Don’t Bounce It


As the season winds down, we are reminded baseball, life, and the world stage are sometimes intertwined.

The St. Croix Valley and U.S. of A. are far different places today than on September 10, 2001, the day before hijacked planes hit and destroyed the World Trade Center, severely damaged the Pentagon, and augered into a hemlock grove in rural Shanksville, Pennsylvania.

The Shanksville site became a national memorial, and an inscription etched in glass at an observation deck reads, “A common field one day. A field of honor forever.” It served as the memorial’s mission statement during early planning stages and came from Stephan Ruda, a member of the Los Angeles Fire Department. Shortly after the attacks, Ruda wrote the message on his handmade quilt and sent it the Shanksville scene.

What about another common field? Baseball. Played on a field.

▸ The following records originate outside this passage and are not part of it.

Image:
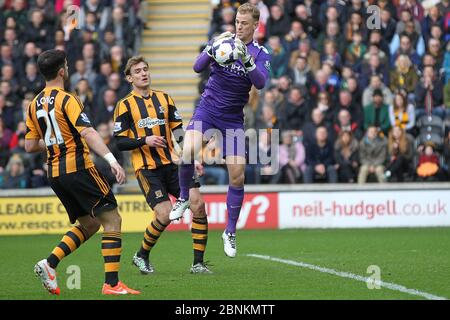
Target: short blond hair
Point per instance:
(249, 8)
(132, 62)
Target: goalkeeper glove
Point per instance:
(208, 48)
(245, 56)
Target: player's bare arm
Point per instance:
(34, 145)
(95, 142)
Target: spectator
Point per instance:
(102, 78)
(400, 152)
(312, 56)
(321, 84)
(416, 39)
(86, 96)
(372, 155)
(31, 53)
(405, 48)
(10, 40)
(295, 35)
(401, 113)
(38, 31)
(90, 57)
(447, 152)
(373, 67)
(81, 73)
(301, 73)
(32, 81)
(376, 83)
(264, 15)
(123, 34)
(310, 127)
(413, 7)
(115, 84)
(326, 107)
(18, 13)
(101, 164)
(356, 50)
(7, 74)
(345, 123)
(428, 166)
(105, 110)
(434, 49)
(355, 24)
(292, 158)
(388, 25)
(347, 102)
(377, 113)
(320, 161)
(376, 40)
(404, 76)
(280, 59)
(278, 23)
(332, 33)
(295, 111)
(429, 95)
(331, 55)
(14, 176)
(307, 19)
(347, 157)
(268, 118)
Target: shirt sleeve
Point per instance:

America’s pastime. Following the terrorist attacks, Major League Baseball immediately canceled its games on September 11th, a Tuesday, and later, canceled all games for the rest of the week. They resumed on the following Monday and still played out a full, 162 game schedule.

New York is the world’s greatest city and has its Mets and Yankees. Both are bound by post-9/11 stories. On September 21st, the Mets were at home for the first time since 9/11 and played the Atlanta Braves, a big rival. Before the first pitch, players and coaches from both teams met on the field and hugged one another. Liza Minnelli brought the stadium down with a five-plus minute version of New York, New York during the seventh inning stretch. Trailing 2-1 in the bottom of the 8th inning, the Mets Mike Piazza hit a two-run homer for a lead they’d keep. The crowd of over 41,000, including almost 10,000 walk-ups who bought tickets at the gate, burst into cheers of USA! USA! NYC finally had something to feel good about. Did Hollywood write the script?

Meanwhile, the Yankees won the east division and played the Oakland A’s, baseball’s wild card playoff team. They lost the first two home games. Prior to the start of game two, President George W. Bush told a somber nation that U.S. military forces had attacked the Taliban in a far-away place called Afghanistan.

The Yankees earned a spot in the World Series against the Arizona Diamondbacks. The D-Backs were winners of the first two games in Arizona, and the Yanks looked forward to a New York crowd. President Bush resisted suggestions to throw out a ceremonial first pitch in Arizona. He’d do it in New York in game three. Security was tight. An armed secret service agent wore an umpire’s uniform to be on the field. President Bush took his throwing obligations seriously and warmed up in the bowels of the stadium. Derek Jeter, the Yankees’ captain, offered him advice. “Better throw it from the mound and not in front of it.” And more famously, “Don’t bounce it, they’ll boo ya.” Well, the President, sporting a bullet-proof vest under his jacket, delivered a strike from the mound. The crowd erupted. USA! USA! An outfield sign put it in perspective, U.S.A. Fears NobodyPlay Ball.

Alas, the Yankees lost the Series to the D-Backs. But in the fall of 2001, New Yorkers showed the world they could pull themselves together and resume normal life which included baseball, on a common field.

St. Croix Valley residents are high achievers. When given a task, they’ll throw from the mound, and won’t bounce it, either.